Jaksa KPK Dakwa Dua Pegawai Pajak Terima Suap dan Gratifikasi Puluhan Miliar Rupiah
Pundi-pundi tersebut diterima kedua anggota Tim Pemeriksa Ditjen Pajak itu dari sejumlah Wajib Pajak Perusahaan dengan turut merekayasa laporan pajak.
Penulis: Ilham Rian Pratama
Editor: Acos Abdul Qodir
Laporan Wartawan Tribunnews.com, Ilham Rian Pratama
TRIBUNNEWS.COM, JAKARTA - Tim jaksa penuntut umum (JPU) Komisi Pemberantasan Korupsi (KPK) mendakwa dua pegawai pajak di Direktorat Jenderal (Ditjen) Pajak Kementerian Keuangan (Kemenkeu), Yulmanizar dan Febrian, telah menerima suap dan gratifikasi miliaran rupiah.
Pundi-pundi tersebut diterima kedua anggota Tim Pemeriksa Ditjen Pajak itu dari sejumlah Wajib Pajak Perusahaan dengan turut merekayasa laporan pajak.

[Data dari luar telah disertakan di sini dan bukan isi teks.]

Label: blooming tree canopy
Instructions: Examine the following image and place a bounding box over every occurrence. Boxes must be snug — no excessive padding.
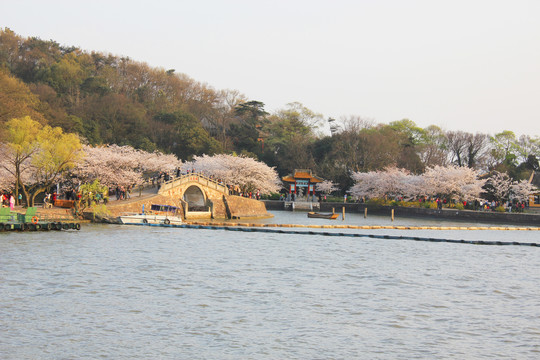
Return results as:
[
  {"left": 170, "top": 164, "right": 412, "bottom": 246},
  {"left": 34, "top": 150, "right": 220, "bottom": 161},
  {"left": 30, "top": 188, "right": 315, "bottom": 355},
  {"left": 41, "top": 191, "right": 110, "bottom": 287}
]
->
[
  {"left": 74, "top": 145, "right": 182, "bottom": 186},
  {"left": 510, "top": 180, "right": 538, "bottom": 201},
  {"left": 349, "top": 166, "right": 485, "bottom": 200},
  {"left": 484, "top": 172, "right": 512, "bottom": 201},
  {"left": 315, "top": 180, "right": 338, "bottom": 195},
  {"left": 183, "top": 154, "right": 281, "bottom": 194}
]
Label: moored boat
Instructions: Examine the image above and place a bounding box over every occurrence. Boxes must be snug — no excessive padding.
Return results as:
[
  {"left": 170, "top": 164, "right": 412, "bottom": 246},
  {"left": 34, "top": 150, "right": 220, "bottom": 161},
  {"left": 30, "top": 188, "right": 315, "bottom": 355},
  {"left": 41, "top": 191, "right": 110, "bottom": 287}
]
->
[
  {"left": 120, "top": 205, "right": 183, "bottom": 225},
  {"left": 308, "top": 212, "right": 339, "bottom": 220}
]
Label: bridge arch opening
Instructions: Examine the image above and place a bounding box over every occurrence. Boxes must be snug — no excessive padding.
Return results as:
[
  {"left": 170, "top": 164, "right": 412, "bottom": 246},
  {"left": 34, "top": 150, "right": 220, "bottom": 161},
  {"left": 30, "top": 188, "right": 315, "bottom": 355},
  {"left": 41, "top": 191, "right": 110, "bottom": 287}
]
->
[{"left": 184, "top": 185, "right": 208, "bottom": 211}]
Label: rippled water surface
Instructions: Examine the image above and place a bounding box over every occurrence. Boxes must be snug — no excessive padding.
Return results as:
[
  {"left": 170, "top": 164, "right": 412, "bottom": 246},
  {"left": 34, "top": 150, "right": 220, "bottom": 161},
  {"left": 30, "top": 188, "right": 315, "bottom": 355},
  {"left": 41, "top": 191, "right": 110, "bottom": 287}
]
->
[{"left": 0, "top": 213, "right": 540, "bottom": 359}]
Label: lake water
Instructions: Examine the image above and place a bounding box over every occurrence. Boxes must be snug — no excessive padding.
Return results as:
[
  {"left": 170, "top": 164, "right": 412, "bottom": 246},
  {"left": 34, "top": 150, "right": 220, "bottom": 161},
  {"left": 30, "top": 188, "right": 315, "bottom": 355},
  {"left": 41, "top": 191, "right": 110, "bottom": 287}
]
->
[{"left": 0, "top": 212, "right": 540, "bottom": 359}]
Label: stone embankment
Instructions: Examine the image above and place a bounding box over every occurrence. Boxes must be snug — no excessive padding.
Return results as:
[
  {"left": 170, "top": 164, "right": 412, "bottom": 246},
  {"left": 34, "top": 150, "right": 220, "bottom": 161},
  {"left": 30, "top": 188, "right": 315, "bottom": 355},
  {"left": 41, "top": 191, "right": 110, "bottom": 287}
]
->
[{"left": 88, "top": 194, "right": 272, "bottom": 223}]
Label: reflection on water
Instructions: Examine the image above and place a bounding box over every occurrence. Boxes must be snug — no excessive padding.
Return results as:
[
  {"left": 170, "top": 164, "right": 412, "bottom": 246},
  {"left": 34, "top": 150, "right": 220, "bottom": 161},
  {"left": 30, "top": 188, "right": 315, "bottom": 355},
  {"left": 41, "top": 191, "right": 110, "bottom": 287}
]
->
[{"left": 0, "top": 212, "right": 540, "bottom": 359}]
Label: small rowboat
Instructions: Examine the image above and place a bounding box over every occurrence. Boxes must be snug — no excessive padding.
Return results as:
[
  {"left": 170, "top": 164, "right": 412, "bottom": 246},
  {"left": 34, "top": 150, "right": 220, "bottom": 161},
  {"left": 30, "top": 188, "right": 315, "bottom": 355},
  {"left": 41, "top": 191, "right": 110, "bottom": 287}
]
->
[{"left": 308, "top": 212, "right": 339, "bottom": 220}]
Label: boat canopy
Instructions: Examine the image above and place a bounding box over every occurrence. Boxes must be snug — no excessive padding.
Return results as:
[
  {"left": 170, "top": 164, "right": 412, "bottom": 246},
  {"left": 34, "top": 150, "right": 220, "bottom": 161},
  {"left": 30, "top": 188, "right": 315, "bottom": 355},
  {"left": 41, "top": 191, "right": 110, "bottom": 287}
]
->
[{"left": 151, "top": 204, "right": 180, "bottom": 212}]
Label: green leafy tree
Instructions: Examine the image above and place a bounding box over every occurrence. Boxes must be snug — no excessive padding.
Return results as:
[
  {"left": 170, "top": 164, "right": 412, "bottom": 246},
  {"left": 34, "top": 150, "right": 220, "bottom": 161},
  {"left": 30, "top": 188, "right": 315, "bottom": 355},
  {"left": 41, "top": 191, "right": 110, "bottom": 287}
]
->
[
  {"left": 1, "top": 117, "right": 83, "bottom": 206},
  {"left": 153, "top": 111, "right": 221, "bottom": 160}
]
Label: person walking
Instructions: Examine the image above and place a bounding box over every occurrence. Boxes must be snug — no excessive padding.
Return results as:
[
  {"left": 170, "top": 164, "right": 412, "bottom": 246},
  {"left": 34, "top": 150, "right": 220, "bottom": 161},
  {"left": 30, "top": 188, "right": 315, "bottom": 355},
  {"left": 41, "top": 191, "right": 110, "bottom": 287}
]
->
[{"left": 9, "top": 194, "right": 15, "bottom": 211}]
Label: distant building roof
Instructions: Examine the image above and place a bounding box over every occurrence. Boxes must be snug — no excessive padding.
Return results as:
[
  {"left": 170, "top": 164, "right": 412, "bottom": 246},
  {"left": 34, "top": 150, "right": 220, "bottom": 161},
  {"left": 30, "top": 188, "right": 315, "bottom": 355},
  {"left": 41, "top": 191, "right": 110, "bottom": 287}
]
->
[
  {"left": 281, "top": 169, "right": 323, "bottom": 183},
  {"left": 529, "top": 171, "right": 540, "bottom": 189}
]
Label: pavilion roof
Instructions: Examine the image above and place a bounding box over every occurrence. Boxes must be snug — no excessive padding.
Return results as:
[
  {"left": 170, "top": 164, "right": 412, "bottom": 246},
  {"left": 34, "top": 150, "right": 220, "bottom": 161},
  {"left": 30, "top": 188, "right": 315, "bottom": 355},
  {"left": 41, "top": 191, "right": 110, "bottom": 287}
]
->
[{"left": 281, "top": 169, "right": 323, "bottom": 183}]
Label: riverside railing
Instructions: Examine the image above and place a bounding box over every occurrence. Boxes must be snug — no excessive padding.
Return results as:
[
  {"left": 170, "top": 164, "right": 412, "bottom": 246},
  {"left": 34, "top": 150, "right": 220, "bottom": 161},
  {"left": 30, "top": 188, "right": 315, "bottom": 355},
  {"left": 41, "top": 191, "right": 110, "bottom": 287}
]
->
[{"left": 158, "top": 173, "right": 229, "bottom": 195}]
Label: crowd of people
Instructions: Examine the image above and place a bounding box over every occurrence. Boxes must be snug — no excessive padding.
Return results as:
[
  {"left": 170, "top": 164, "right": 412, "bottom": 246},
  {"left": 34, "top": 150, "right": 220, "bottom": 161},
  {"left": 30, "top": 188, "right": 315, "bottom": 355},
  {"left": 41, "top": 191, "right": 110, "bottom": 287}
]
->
[{"left": 0, "top": 191, "right": 15, "bottom": 210}]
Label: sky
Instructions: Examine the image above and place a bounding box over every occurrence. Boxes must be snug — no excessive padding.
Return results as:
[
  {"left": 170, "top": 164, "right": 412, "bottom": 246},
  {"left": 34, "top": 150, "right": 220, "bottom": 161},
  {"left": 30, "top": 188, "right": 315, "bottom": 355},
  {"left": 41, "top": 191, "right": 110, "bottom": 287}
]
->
[{"left": 0, "top": 0, "right": 540, "bottom": 136}]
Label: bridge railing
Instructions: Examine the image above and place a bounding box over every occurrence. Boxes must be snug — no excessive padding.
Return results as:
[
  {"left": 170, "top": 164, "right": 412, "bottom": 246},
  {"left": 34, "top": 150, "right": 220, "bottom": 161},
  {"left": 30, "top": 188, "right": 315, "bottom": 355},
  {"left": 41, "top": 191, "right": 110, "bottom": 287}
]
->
[{"left": 159, "top": 173, "right": 229, "bottom": 195}]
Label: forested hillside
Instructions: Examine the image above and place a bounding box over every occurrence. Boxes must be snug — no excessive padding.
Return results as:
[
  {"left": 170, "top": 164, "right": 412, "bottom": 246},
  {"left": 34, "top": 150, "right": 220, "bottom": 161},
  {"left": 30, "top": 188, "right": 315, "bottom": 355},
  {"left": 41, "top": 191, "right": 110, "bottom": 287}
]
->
[{"left": 0, "top": 28, "right": 540, "bottom": 190}]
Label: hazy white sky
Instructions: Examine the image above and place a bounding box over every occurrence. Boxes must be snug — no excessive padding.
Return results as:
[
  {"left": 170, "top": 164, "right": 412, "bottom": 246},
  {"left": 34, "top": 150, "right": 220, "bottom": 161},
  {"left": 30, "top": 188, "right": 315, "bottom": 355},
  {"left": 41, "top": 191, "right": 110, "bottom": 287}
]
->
[{"left": 0, "top": 0, "right": 540, "bottom": 135}]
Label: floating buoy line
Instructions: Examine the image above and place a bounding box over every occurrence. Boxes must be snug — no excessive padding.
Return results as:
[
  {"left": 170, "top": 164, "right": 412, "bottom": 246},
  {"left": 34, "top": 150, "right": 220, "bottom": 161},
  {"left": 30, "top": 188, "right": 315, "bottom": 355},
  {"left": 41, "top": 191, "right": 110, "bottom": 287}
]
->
[{"left": 131, "top": 222, "right": 540, "bottom": 247}]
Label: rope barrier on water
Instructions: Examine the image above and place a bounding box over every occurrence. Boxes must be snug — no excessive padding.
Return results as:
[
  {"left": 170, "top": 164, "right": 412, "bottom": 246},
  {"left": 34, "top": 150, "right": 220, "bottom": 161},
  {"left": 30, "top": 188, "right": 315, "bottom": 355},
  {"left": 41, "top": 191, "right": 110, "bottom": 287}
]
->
[
  {"left": 136, "top": 224, "right": 540, "bottom": 247},
  {"left": 187, "top": 221, "right": 540, "bottom": 231}
]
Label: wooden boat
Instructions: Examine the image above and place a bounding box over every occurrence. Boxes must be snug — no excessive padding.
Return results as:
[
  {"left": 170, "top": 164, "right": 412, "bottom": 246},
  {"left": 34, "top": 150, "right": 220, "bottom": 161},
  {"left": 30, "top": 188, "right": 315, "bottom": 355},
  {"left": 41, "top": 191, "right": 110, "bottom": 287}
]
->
[
  {"left": 120, "top": 205, "right": 182, "bottom": 225},
  {"left": 308, "top": 212, "right": 339, "bottom": 220}
]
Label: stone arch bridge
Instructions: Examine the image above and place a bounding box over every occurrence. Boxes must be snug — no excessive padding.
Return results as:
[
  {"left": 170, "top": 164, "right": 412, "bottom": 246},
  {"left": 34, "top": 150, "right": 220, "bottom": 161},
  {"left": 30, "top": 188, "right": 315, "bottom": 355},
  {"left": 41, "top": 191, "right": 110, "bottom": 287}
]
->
[{"left": 107, "top": 173, "right": 271, "bottom": 219}]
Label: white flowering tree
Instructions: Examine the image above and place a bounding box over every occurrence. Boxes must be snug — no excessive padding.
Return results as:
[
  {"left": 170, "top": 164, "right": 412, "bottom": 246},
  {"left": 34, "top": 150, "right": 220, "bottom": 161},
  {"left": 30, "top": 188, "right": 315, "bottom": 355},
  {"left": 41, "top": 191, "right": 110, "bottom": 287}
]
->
[
  {"left": 510, "top": 180, "right": 538, "bottom": 201},
  {"left": 349, "top": 166, "right": 485, "bottom": 200},
  {"left": 183, "top": 154, "right": 281, "bottom": 194},
  {"left": 349, "top": 167, "right": 418, "bottom": 199},
  {"left": 315, "top": 180, "right": 338, "bottom": 195},
  {"left": 484, "top": 172, "right": 512, "bottom": 202},
  {"left": 74, "top": 145, "right": 182, "bottom": 187},
  {"left": 422, "top": 166, "right": 486, "bottom": 200}
]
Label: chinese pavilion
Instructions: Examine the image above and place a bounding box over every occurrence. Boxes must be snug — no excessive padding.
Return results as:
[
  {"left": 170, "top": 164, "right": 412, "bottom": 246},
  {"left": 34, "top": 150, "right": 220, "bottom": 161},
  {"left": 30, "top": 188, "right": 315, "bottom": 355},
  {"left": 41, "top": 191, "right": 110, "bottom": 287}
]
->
[{"left": 281, "top": 169, "right": 323, "bottom": 196}]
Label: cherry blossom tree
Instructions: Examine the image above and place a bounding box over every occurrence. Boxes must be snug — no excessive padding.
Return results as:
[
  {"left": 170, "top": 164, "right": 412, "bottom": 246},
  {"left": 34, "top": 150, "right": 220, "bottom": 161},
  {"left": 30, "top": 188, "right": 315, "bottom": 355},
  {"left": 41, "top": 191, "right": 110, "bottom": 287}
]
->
[
  {"left": 182, "top": 154, "right": 281, "bottom": 194},
  {"left": 349, "top": 167, "right": 416, "bottom": 198},
  {"left": 484, "top": 172, "right": 512, "bottom": 201},
  {"left": 510, "top": 180, "right": 538, "bottom": 201},
  {"left": 349, "top": 166, "right": 485, "bottom": 200},
  {"left": 422, "top": 166, "right": 486, "bottom": 200},
  {"left": 74, "top": 145, "right": 182, "bottom": 186}
]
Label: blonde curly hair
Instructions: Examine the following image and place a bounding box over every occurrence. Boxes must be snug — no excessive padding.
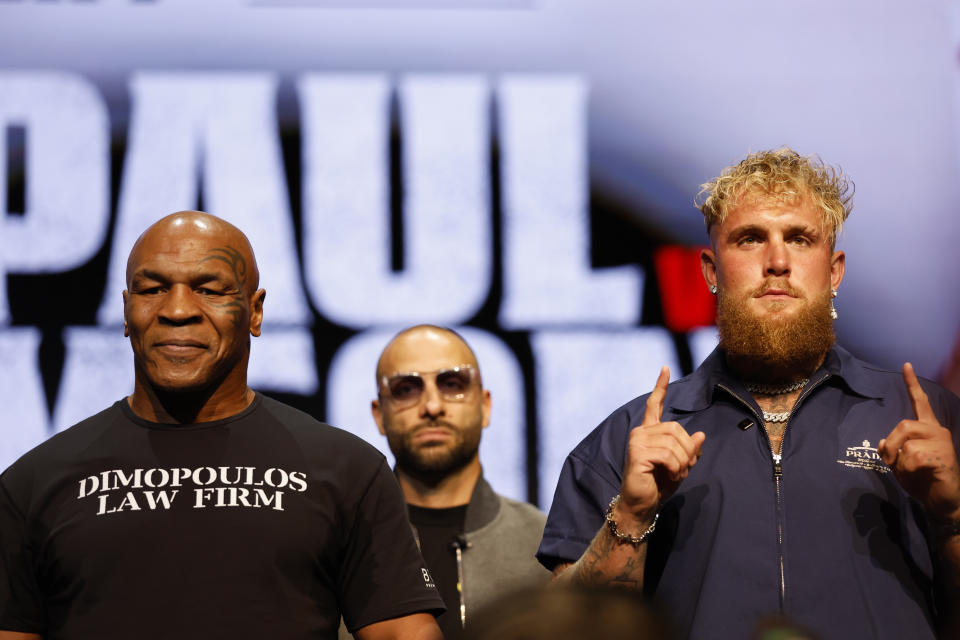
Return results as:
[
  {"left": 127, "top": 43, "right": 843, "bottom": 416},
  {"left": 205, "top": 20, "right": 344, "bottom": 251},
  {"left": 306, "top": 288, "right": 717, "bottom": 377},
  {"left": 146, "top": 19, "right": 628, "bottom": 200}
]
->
[{"left": 694, "top": 147, "right": 854, "bottom": 248}]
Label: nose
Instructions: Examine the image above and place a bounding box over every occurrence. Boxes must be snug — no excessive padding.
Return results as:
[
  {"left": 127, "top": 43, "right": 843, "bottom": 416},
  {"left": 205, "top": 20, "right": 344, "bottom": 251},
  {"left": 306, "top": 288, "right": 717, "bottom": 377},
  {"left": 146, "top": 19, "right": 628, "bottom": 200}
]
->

Yulmanizar dan Febrian merupakan anak buah dari Angin Prayitno Aji, mantan Direktur Penagihan dan Pemeriksaan di Direktorat Jenderal Pajak, yang lebih dulu dihadapkan ke meja hijau.
Berdasarkan salinan dakwaan yang diterima Tribunnews.com, Yulmanizar dan Febrian didakwa menerima hadiah uang atau janji serta menerima gratifikasi yang berhubungan dengan jabatannya sebagai pemeriksa pajak di Ditjen Pajak Kemenkeu.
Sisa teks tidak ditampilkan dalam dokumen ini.